We mourn the death, on November 2, of Leonard Schapiro, a valued friend and contributor of long standing to The New York Review. The following appeared in The Times of London on November 3.

The Editors

Leonard Schapiro was a liberal who believed in evolutionary change and was profoundly skeptical of the idea that anything good could come out of revolution. He never, however, allowed his beliefs to become a substitute for scholarship, and his major academic books and articles commanded the admiration of those who disagreed with some of his commentaries on current affairs as well as of those who agreed with them.

Schapiro’s major book is The Communist Party of the Soviet Union, first published in 1960 and republished in an expanded second edition in 1970. It remains the fullest and most reliable history of the Soviet communist party in any language.

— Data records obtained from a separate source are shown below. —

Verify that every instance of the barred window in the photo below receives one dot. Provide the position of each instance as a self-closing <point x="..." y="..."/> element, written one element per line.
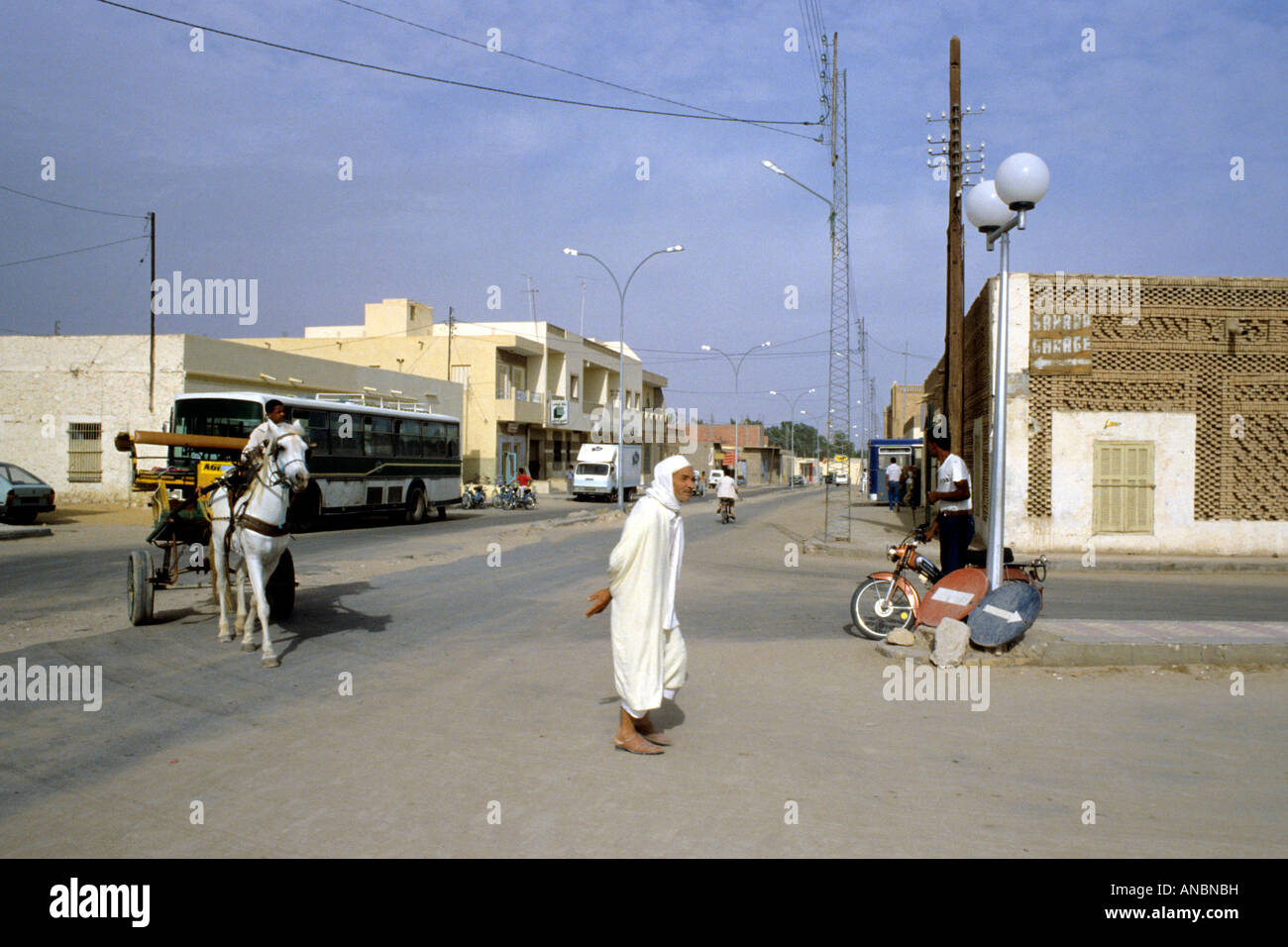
<point x="85" y="453"/>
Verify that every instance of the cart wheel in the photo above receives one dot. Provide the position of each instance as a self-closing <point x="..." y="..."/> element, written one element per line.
<point x="281" y="589"/>
<point x="140" y="587"/>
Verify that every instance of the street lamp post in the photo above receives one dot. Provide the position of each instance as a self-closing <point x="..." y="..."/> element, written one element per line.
<point x="621" y="354"/>
<point x="791" y="431"/>
<point x="1021" y="182"/>
<point x="735" y="405"/>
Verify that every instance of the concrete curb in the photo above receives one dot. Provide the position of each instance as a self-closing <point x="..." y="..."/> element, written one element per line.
<point x="18" y="532"/>
<point x="1042" y="648"/>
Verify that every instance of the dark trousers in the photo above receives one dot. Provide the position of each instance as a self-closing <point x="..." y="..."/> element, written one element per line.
<point x="954" y="536"/>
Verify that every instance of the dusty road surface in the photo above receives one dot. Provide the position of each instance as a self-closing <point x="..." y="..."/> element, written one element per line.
<point x="482" y="711"/>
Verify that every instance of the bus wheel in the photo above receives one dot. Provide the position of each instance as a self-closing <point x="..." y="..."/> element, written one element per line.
<point x="416" y="506"/>
<point x="307" y="510"/>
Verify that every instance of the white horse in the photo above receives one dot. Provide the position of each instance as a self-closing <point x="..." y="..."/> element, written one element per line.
<point x="258" y="532"/>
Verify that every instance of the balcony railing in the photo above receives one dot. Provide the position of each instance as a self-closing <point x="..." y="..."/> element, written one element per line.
<point x="518" y="394"/>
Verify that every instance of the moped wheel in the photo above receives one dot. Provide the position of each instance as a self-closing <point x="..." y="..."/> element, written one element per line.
<point x="864" y="609"/>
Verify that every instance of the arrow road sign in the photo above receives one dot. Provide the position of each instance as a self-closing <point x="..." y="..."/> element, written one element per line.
<point x="1005" y="613"/>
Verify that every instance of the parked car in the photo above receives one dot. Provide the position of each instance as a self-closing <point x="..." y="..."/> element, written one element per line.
<point x="25" y="495"/>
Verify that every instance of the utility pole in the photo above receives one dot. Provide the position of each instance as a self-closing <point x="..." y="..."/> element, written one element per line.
<point x="153" y="307"/>
<point x="960" y="163"/>
<point x="451" y="326"/>
<point x="836" y="497"/>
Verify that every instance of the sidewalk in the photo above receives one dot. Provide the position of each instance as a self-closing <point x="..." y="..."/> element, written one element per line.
<point x="17" y="532"/>
<point x="875" y="527"/>
<point x="1081" y="643"/>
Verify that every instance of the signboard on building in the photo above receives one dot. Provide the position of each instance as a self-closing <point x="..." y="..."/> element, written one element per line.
<point x="1060" y="343"/>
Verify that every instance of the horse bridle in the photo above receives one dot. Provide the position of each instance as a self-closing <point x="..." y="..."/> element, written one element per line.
<point x="278" y="475"/>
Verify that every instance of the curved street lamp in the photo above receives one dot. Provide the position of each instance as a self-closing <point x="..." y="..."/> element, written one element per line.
<point x="1021" y="182"/>
<point x="621" y="351"/>
<point x="791" y="429"/>
<point x="735" y="411"/>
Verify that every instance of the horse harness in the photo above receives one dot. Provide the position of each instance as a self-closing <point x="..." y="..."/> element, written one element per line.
<point x="244" y="518"/>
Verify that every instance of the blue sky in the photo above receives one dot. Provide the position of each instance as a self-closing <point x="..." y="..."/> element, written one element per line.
<point x="236" y="149"/>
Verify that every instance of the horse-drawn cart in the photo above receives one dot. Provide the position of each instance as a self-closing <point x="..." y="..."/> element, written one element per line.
<point x="180" y="525"/>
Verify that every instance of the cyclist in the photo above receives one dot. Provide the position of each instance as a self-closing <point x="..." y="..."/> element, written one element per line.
<point x="726" y="489"/>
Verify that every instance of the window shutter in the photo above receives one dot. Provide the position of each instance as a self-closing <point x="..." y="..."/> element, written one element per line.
<point x="1122" y="487"/>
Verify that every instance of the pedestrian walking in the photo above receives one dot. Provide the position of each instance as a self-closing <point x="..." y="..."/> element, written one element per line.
<point x="954" y="523"/>
<point x="893" y="483"/>
<point x="649" y="660"/>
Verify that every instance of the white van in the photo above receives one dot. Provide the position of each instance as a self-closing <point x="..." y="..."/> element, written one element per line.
<point x="595" y="474"/>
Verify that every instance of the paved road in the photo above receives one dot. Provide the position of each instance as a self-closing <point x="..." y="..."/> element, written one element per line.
<point x="477" y="685"/>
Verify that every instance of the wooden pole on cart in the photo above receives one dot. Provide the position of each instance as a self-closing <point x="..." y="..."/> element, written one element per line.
<point x="153" y="307"/>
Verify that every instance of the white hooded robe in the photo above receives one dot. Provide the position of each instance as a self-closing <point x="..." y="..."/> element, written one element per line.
<point x="648" y="648"/>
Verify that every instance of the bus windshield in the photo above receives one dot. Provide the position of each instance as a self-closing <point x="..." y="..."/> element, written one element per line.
<point x="213" y="418"/>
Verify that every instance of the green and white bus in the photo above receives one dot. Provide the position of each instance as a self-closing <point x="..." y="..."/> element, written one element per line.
<point x="369" y="455"/>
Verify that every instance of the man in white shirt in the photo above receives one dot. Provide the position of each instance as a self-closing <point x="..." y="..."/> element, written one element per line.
<point x="893" y="483"/>
<point x="726" y="491"/>
<point x="273" y="411"/>
<point x="954" y="522"/>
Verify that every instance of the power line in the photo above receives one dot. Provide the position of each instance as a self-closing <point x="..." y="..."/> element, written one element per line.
<point x="777" y="344"/>
<point x="447" y="81"/>
<point x="68" y="253"/>
<point x="555" y="68"/>
<point x="73" y="206"/>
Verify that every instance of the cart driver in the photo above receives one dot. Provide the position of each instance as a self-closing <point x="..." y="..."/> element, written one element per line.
<point x="274" y="411"/>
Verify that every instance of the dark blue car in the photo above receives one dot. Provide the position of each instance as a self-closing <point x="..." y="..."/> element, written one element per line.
<point x="25" y="495"/>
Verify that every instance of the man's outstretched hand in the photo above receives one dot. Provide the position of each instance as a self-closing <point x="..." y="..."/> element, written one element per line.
<point x="600" y="598"/>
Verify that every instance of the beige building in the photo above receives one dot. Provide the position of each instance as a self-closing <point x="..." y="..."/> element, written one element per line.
<point x="903" y="415"/>
<point x="1144" y="414"/>
<point x="533" y="392"/>
<point x="65" y="397"/>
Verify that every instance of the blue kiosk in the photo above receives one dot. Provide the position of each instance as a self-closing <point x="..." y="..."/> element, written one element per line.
<point x="903" y="451"/>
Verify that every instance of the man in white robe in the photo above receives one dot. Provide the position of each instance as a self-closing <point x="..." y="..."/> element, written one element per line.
<point x="649" y="660"/>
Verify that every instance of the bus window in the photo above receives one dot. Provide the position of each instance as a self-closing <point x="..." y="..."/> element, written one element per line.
<point x="377" y="437"/>
<point x="436" y="445"/>
<point x="314" y="424"/>
<point x="346" y="433"/>
<point x="408" y="438"/>
<point x="213" y="416"/>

Among his other numerous published works, mention should be made of The Government and Politics of the Soviet Union (1965); Rationalism and Nationalism in Russian Nineteenth-century Political Thought (based upon a series of lectures delivered at Yale in 1965); and Turgenev: His Life and Times (1979), which was published during Schapiro’s extremely active retirement.

Leonard Schapiro’s scholarship was wide-ranging and he was intellectually as much at home (and spiritually far more at home) with the classics of nineteenth-century Russian literature as with the study of the Soviet Union.